However, it is important to note (specially reading by your comments), that command will be executed later on the gpu, so if you plan to reuse that memory you need to have some synchronization mechanisms.

Let's make a simple pseudo code example : You have a buffer called buffer1 (that you already created and mapped), now you have access to its memory via mappedPtr1.

copy data1 to mappedPtr1
call compute shader in commandList
execute CommandList

Now everything will execute properly (for one frame assuming you have synchronization)

Now if you do the following :

copy data1 to mappedPtr1
call compute shader in commandList (1)
copy data2 to mappedPtr1
call compute shader in commandList (1)
execute CommandList

In that case, since you copied data2 at the same place as data1, the first compute shader call will use data2 (at it is the latest available data when you call execute CommandList)

Now let's have a slightly different example :

copy data1 to mappedPtr1
call compute shader in commandList1
execute CommandList1
copy data2 to mappedPtr1
call compute shader in commandList2
execute CommandList2

What will now happen is undefined, since you do not know when CommandList1 and CommandList2 will be effectively processed.

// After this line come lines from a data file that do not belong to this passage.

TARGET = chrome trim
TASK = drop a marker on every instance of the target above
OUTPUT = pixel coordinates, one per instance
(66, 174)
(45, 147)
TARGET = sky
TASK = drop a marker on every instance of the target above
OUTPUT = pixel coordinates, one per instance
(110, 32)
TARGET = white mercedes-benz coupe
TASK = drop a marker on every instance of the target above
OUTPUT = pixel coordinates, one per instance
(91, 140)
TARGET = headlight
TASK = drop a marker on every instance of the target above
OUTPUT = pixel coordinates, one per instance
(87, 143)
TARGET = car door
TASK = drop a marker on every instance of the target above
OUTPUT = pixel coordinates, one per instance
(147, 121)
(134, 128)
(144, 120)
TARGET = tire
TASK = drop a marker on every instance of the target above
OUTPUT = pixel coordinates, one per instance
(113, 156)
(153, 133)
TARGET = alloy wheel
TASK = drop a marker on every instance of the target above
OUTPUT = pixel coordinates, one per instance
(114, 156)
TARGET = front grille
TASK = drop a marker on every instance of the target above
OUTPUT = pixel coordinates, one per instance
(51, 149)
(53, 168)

In case CommandList1 is processed (fast enough) before :

copy data2 to mappedPtr1

then data1 will be the current memory and be used

However, if your commandList is a bit heavier and CommandList1 is not yet processed at the time you finish your call to

copy data2 to mappedPtr1

Which is likely to happen, then both compute will again use data2 when used by the gpu.

This is because executeCommandList is a non blocking function, when it returns it only means that your commands have been prepared for execution, not that the commands have been processed.

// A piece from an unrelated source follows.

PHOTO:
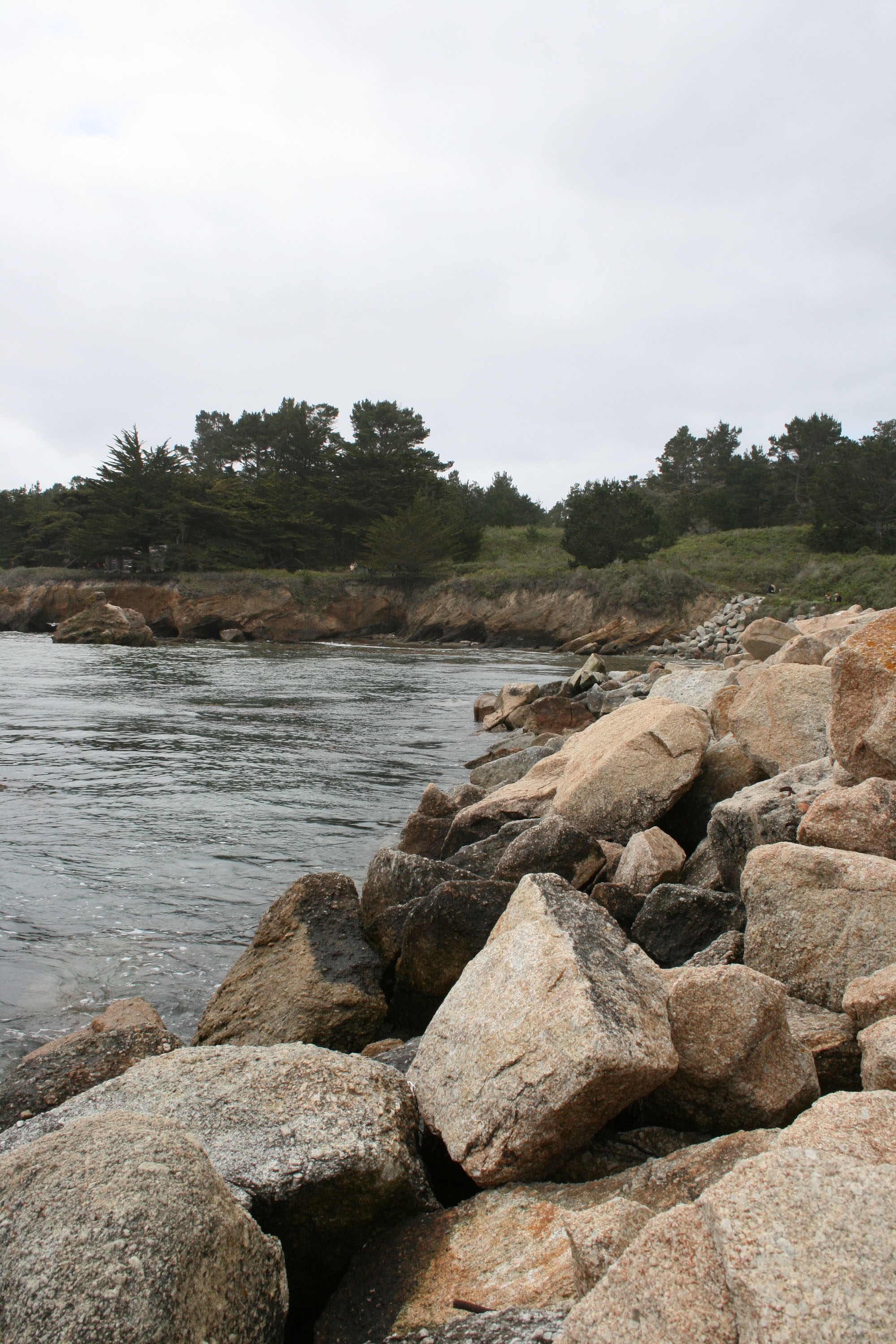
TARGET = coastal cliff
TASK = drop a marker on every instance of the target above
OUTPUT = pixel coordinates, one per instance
(544, 612)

In order to guarantee that you use the correct data at the correct time, you have in that case several options:

1/Use a fence and wait for completion

copy data1 to mappedPtr1
call compute shader in commandList1
execute CommandList1 on commandQueue
attachSignal (1) to commandQueue 
add a waitevent for value (1)  
copy data2 to mappedPtr1
call compute shader in commandList2
execute CommandList2 on commandQueue
attachSignal (2) to commandQueue 
add a waitevent for value (2)

This is simple but is vastly inefficient, since now you wait for your gpu to finish all execution of commandList before to continue any cpu work.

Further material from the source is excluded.